Grace to you and peace!
I live beside a cemetery. It’s moving to see visitors taking care of headstones, planting flowers, or simply spending quiet moments in reflection or prayer. It is a place grieving families leave tributes, and remember. They can find ‘closure’.
The peace and tranquility of these memorial scenes stand in stark contrast to the discovery in British Columbia just last week, where the remains of 215 children were recently found at the site of a former residential school. We are profoundly moved and grieved by the loss of life under the residential school system. As a nation, we have all been forced to revisit sins of the past, as though they happened just yesterday. The feelings are raw, emotions run deep, and there are no quick and easy answers.
Words do not come easy, (nor should they) and profound proclamations are not needed … but the Spirit’s presence is. And so, in His Spirit, we desire to stand with the Indigenous community in this time of horrific tragedy.
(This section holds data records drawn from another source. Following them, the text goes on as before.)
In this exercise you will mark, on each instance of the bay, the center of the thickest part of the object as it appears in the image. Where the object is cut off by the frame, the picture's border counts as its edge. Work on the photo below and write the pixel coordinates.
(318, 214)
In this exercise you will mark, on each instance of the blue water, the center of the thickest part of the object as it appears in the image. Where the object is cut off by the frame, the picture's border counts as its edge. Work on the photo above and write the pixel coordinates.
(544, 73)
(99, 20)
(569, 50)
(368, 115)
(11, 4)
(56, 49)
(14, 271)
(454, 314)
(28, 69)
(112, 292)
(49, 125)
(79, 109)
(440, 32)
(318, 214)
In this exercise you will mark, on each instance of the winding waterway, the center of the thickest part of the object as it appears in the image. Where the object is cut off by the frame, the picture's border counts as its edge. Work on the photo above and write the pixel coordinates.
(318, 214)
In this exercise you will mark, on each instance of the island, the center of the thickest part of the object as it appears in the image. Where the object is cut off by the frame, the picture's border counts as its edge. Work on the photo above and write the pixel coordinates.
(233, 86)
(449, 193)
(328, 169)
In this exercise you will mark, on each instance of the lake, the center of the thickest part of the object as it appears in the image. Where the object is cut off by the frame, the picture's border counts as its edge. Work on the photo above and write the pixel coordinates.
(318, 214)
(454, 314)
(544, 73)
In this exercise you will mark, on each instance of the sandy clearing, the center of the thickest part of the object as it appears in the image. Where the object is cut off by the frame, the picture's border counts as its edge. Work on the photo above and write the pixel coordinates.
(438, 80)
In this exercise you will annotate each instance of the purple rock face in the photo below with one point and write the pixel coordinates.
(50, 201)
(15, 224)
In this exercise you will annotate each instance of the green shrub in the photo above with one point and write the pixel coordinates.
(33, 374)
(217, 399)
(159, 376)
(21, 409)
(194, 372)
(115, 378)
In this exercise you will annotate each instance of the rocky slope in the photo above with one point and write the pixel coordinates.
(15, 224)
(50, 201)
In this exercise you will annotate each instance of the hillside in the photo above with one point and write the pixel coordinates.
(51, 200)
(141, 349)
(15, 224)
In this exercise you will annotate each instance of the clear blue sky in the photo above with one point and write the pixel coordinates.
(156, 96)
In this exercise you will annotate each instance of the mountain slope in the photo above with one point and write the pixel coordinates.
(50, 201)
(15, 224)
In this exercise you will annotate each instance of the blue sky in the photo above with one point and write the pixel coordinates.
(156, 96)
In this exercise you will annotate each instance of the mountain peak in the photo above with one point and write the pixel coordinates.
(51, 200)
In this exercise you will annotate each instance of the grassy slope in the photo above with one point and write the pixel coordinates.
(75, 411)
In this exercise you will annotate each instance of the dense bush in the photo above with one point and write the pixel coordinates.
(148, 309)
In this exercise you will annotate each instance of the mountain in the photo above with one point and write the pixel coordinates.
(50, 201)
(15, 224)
And we hurt because humanity hurts.
Approximately 150,000 indigenous children were taken away from their homes and sent to over 130 schools between the 1870s and 1996. It is a painful part of this country’s history. The discovery of these human remains in an unmarked grave is so painful on so many levels. According to the Truth and Reconciliation Committee, at least 4,100 children died while attending residential schools. At its height around 1930, the residential school system totaled 80 institutions.
If you want a great story of a survivor of the school in Kamloops, Outreach Canada produced his story in 2014. It’s on Vimeo. It’s called ‘Yummo Comes Home’. You can access the story here: https://www.youtube.com/watch?v=2msHfey-8u0
And with saddened and troubled spirits at such tragedy, we pray for the Indigenous community. And we pray for our nation of Canada during this time of reckoning. The Old Testament Prophets had plenty to say about God’s expectation for social justice. (Is.1:17, Is 10:1-3, Mal 3:5, Jer. 5:27-28, Amos 2:6-7) Full healing and reconciliation can only come when we are first reconciled to God in Christ. As we are reconciled with God, we are able to demonstrate love for God and love for our Indigenous neighbours through the tangible steps of action our Creator leads us to take.
May His peace and comfort reign in our lives and in the lives that have suffered such a great loss.